How to Get a Job With No Experience

By Personal Job Coach team

The phrase "no experience" covers a lot of different situations. A school leaver with their first job application is in a different position from a graduate with two internships, who is in a different position again from someone switching careers in their thirties. What they all have in common is that they have relevant experience. It just does not look like a conventional employment record yet.

What Employers at Entry Level Actually Want

When a company advertises an entry-level role, they are not expecting someone who has already done the job. What they are looking for is evidence of three things: that you can learn quickly, that you communicate well, and that you are reliable. Everything else, including the technical skills specific to their work, they expect to teach you.

This means the question is not "do I have experience?" but "what evidence do I have of those three things, and how do I present it?"

What Counts as Experience

More than most people assume. Part-time or Saturday jobs, even in unrelated sectors, show that you have held down a commitment, managed your time, and dealt with real people. Voluntary work shows initiative. University projects, especially anything collaborative or involving deadlines, show that you can work in a team under pressure. Personal projects, a website you built, an event you organised, a freelance piece you completed, show that you can take something from idea to delivery without someone telling you what to do at every step.

The key is not the category but the evidence. Any experience that demonstrates learning ability, communication, or reliability counts. Look at what you have done and ask what it proves, then present it in those terms.

How to Write Your CV When You Have Limited Experience

A skills-led or hybrid CV works better than a purely chronological one when your work history is thin. Lead with a concise personal summary (three to four sentences) that describes what you bring and what you are looking for. Follow with a skills section that maps directly to the job you are applying for. Then include your experience, however limited, describing each entry in terms of what you did and what it produced. Education comes after, and can carry more weight here than it would for a more experienced candidate.

Keep it to one page. A one-page CV is appropriate at this stage. Trying to stretch limited experience across two pages makes the gap more obvious, not less.

Tailoring Applications Matters More Here Than Anywhere

When you have limited experience, every application needs to be targeted. A generic CV sent to twenty different roles will not work, because you have less of a buffer: a more experienced candidate can afford to be slightly off-target because the weight of their record carries them through. You cannot.

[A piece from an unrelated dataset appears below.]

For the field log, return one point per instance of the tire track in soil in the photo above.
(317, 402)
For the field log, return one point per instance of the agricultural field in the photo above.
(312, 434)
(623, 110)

Read each job description carefully. Identify the three or four things they are actually asking for. Make sure your CV speaks directly to those things. That targeted approach converts far better than volume alone.

Getting Your First Role: Where to Look

Graduate schemes, apprenticeships, and trainee programmes are specifically designed for people at this stage. They offer training, a pathway, and a structured environment for developing skills from scratch. Apply early: most of these programmes have closing dates that fall well before the start date.

Smaller companies often offer more genuine early responsibility than large ones. A startup with ten people cannot afford to give you nothing to do: you will be involved in real work from the first week. Larger companies may offer better training structures but slower progression.

Speculative applications, reaching out directly to companies you want to work for even when they have not advertised a vacancy, can be especially effective at entry level. The competition is lower, and a well-written speculative letter shows initiative that employers notice.

The Cover Letter Makes a Real Difference Here

When your CV cannot do all the work on its own, the cover letter picks up the slack. This is where you explain why you want this particular role, at this particular company, and why your background, even without the conventional experience markers, makes you worth talking to. A specific, well-researched cover letter for a role you are genuinely interested in will outperform a polished generic CV every time.